Setting Up an Nvidia GPU Node on k3s with Nvidia GPU Operator

This guide provides detailed steps on how to configure and run an Nvidia GPU node in a k3s cluster using the Nvidia GPU Operator. This setup allows you to leverage GPU resources for Kubernetes workloads.

Prerequisites

k3s Cluster: You must have a k3s cluster already running. If not, you can install it following the official k3s installation guide.
Nvidia GPU: Ensure that the node has an Nvidia GPU installed.
Nvidia Drivers: Nvidia drivers should be installed on the node where the GPU is located.

Step 1: Install the Nvidia GPU Operator

The Nvidia GPU Operator simplifies the management of GPU devices in Kubernetes environments.

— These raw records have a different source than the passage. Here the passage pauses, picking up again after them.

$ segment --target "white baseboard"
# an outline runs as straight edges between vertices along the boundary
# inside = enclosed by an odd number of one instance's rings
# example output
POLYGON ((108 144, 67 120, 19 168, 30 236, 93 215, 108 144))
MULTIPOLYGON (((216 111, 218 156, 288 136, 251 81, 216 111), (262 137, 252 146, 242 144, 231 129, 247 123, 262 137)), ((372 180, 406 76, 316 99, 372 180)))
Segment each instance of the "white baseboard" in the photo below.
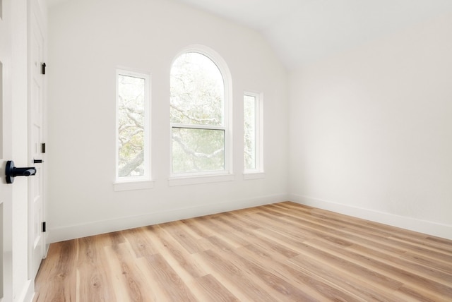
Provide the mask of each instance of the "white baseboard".
POLYGON ((143 215, 93 222, 88 224, 58 228, 48 227, 47 243, 52 243, 100 234, 268 205, 286 201, 288 195, 286 194, 278 194, 196 207, 186 207, 166 211, 154 212, 143 215))
POLYGON ((35 296, 35 280, 27 280, 23 285, 22 292, 14 301, 20 302, 32 302, 35 296))
POLYGON ((370 209, 352 207, 296 194, 290 194, 289 200, 302 205, 452 240, 452 225, 438 224, 370 209))

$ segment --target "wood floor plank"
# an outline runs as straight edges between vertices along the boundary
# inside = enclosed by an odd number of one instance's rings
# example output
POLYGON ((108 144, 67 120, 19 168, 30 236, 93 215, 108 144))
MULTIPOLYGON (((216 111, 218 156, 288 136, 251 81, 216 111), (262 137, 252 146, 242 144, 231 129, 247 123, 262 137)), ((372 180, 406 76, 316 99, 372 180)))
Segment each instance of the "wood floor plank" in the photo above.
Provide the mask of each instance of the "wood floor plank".
POLYGON ((452 241, 285 202, 62 241, 47 301, 448 301, 452 241))

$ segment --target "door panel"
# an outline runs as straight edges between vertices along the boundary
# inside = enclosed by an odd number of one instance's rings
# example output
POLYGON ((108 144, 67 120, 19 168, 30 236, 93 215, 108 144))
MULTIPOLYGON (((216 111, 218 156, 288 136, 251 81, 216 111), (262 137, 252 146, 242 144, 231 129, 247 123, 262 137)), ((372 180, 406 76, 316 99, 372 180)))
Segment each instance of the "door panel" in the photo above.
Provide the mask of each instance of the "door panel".
POLYGON ((42 102, 44 75, 41 73, 41 66, 44 62, 44 35, 40 26, 38 18, 32 13, 30 57, 30 92, 29 98, 29 159, 30 164, 36 168, 36 174, 28 182, 29 186, 29 246, 30 277, 33 278, 37 273, 41 260, 44 255, 44 237, 42 224, 43 213, 43 173, 44 163, 35 163, 35 159, 43 159, 44 154, 40 147, 42 143, 42 102))
POLYGON ((12 298, 12 190, 5 180, 12 158, 11 0, 0 0, 0 302, 12 298))

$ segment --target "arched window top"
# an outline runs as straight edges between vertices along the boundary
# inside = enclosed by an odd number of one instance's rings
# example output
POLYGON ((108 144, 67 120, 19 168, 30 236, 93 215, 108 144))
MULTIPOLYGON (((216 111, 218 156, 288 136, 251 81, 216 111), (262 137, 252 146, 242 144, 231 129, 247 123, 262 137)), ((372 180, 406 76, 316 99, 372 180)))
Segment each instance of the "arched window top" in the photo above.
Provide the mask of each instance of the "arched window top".
POLYGON ((172 175, 228 173, 231 85, 222 59, 202 46, 183 49, 170 85, 172 175))
POLYGON ((206 47, 189 47, 171 67, 171 123, 225 126, 225 80, 222 59, 206 47), (218 62, 220 61, 220 62, 218 62))

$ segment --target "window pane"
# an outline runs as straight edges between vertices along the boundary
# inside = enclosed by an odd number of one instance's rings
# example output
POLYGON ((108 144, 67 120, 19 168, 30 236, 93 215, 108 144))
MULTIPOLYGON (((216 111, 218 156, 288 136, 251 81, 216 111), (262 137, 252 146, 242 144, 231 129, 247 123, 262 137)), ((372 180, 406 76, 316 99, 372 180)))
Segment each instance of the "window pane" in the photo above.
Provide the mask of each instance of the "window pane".
POLYGON ((224 124, 225 85, 218 67, 203 54, 179 56, 171 68, 171 122, 224 124))
POLYGON ((225 169, 223 130, 172 128, 172 172, 225 169))
POLYGON ((245 169, 256 169, 256 97, 244 96, 245 169))
POLYGON ((144 175, 145 80, 118 76, 118 176, 144 175))

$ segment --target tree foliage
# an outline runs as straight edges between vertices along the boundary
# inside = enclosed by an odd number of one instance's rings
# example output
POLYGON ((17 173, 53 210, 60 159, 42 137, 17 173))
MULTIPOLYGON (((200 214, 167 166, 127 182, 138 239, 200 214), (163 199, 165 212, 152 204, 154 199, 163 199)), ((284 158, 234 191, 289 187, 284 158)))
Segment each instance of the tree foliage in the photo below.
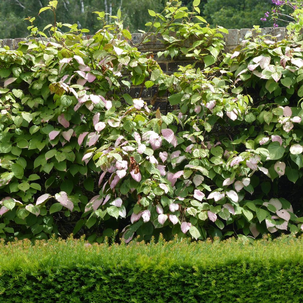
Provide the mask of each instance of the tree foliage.
POLYGON ((289 40, 255 27, 225 54, 227 30, 180 5, 150 10, 142 42, 155 35, 158 57, 193 60, 170 75, 129 42, 120 10, 88 39, 57 22, 46 43, 30 19, 33 38, 0 49, 0 236, 60 235, 64 216, 99 242, 116 227, 127 242, 301 230, 278 188, 303 181, 301 19, 289 40), (167 93, 173 110, 153 112, 124 93, 132 85, 167 93))

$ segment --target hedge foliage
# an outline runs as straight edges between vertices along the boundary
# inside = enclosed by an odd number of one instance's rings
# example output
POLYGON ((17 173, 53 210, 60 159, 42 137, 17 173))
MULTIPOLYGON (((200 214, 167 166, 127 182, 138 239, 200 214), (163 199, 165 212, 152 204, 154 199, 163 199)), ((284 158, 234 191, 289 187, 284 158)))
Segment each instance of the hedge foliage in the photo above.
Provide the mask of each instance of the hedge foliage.
POLYGON ((303 241, 0 243, 5 303, 299 303, 303 241))
MULTIPOLYGON (((55 18, 57 4, 40 12, 55 18)), ((0 236, 301 231, 299 203, 285 198, 293 188, 280 189, 303 181, 302 15, 287 40, 255 27, 225 54, 228 31, 181 4, 149 11, 152 36, 167 45, 157 55, 193 60, 172 74, 130 41, 120 11, 111 24, 95 12, 104 25, 89 38, 75 25, 50 25, 47 43, 29 18, 33 38, 0 49, 0 236), (168 94, 171 112, 133 99, 131 85, 168 94)))

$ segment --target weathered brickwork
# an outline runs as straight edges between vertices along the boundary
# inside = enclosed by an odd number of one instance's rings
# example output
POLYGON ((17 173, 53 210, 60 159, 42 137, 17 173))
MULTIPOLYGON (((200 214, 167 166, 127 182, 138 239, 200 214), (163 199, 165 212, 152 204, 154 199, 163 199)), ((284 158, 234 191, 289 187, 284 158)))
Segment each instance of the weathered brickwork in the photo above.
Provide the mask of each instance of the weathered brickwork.
MULTIPOLYGON (((228 30, 228 34, 224 34, 224 39, 225 46, 225 51, 231 52, 233 49, 239 45, 242 44, 243 40, 245 39, 245 35, 251 32, 252 30, 250 28, 242 28, 241 29, 228 30)), ((284 38, 286 35, 286 29, 281 27, 274 28, 273 27, 265 28, 262 29, 261 35, 271 35, 274 36, 279 36, 277 39, 278 41, 284 38)), ((89 38, 91 36, 87 36, 89 38)), ((144 45, 140 45, 144 36, 142 33, 133 34, 132 35, 131 42, 135 45, 138 45, 138 50, 142 52, 151 52, 154 55, 154 59, 158 63, 162 70, 165 73, 170 73, 177 71, 179 65, 185 66, 192 63, 190 59, 179 57, 171 60, 170 57, 166 58, 164 56, 158 57, 157 53, 165 49, 165 46, 160 40, 154 36, 151 39, 150 42, 145 43, 144 45)), ((45 42, 47 39, 43 38, 45 42)), ((10 49, 16 49, 18 47, 18 43, 22 41, 25 41, 26 38, 17 38, 14 39, 0 39, 0 47, 5 45, 8 46, 10 49)), ((186 42, 186 46, 189 47, 192 44, 193 41, 190 39, 186 42)), ((197 66, 196 67, 198 67, 197 66)), ((163 111, 169 111, 171 110, 169 104, 167 104, 167 95, 159 96, 158 94, 156 87, 153 87, 148 89, 141 86, 132 86, 129 89, 125 91, 125 93, 128 93, 133 98, 141 97, 149 103, 152 102, 153 105, 153 109, 156 109, 158 107, 163 111)))

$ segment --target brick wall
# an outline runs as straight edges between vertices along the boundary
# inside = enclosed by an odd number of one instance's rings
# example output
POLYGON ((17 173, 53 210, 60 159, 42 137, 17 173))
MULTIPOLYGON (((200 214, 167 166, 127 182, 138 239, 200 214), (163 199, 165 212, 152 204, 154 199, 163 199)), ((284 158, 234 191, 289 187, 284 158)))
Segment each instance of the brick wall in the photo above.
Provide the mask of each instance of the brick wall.
MULTIPOLYGON (((242 40, 245 39, 245 35, 251 30, 249 28, 228 30, 228 34, 223 34, 225 44, 225 51, 231 52, 233 48, 241 45, 242 40)), ((283 27, 275 28, 273 27, 265 28, 262 29, 261 34, 279 36, 277 40, 280 40, 286 37, 286 28, 283 27)), ((144 35, 143 34, 141 33, 132 34, 132 42, 135 45, 138 45, 142 42, 144 35)), ((87 37, 88 38, 90 36, 87 37)), ((45 38, 43 39, 46 40, 45 38)), ((18 43, 19 42, 25 41, 26 40, 26 38, 23 38, 0 39, 0 47, 7 45, 11 49, 16 49, 18 48, 18 43)), ((162 70, 165 72, 169 73, 176 71, 178 65, 185 66, 192 63, 192 61, 187 58, 179 57, 172 60, 170 56, 166 58, 165 58, 164 56, 158 58, 157 53, 159 51, 165 50, 165 46, 161 40, 157 39, 155 37, 153 37, 151 40, 150 42, 138 47, 138 49, 143 52, 152 52, 154 54, 154 58, 158 62, 162 70)), ((188 46, 192 43, 192 42, 189 41, 188 42, 188 46)), ((129 94, 133 98, 138 98, 140 96, 142 99, 149 103, 152 102, 154 109, 159 107, 162 111, 169 111, 171 109, 167 102, 167 96, 165 95, 159 96, 157 92, 156 87, 153 87, 148 89, 144 87, 142 90, 141 86, 140 85, 132 86, 129 89, 126 90, 125 92, 129 94)))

Add the Nvidia GPU Operator repository to Helm:

helm repo add nvidia https://nvidia.github.io/gpu-operator
helm repo update

Install the Nvidia GPU Operator using Helm:

helm install --wait --generate-name nvidia/gpu-operator

Step 2: Configure k3s to Use the Nvidia GPU

To enable k3s to use the Nvidia GPU, some additional settings are required:

Label the GPU node: Label your GPU node so that the Nvidia GPU Operator can target it correctly.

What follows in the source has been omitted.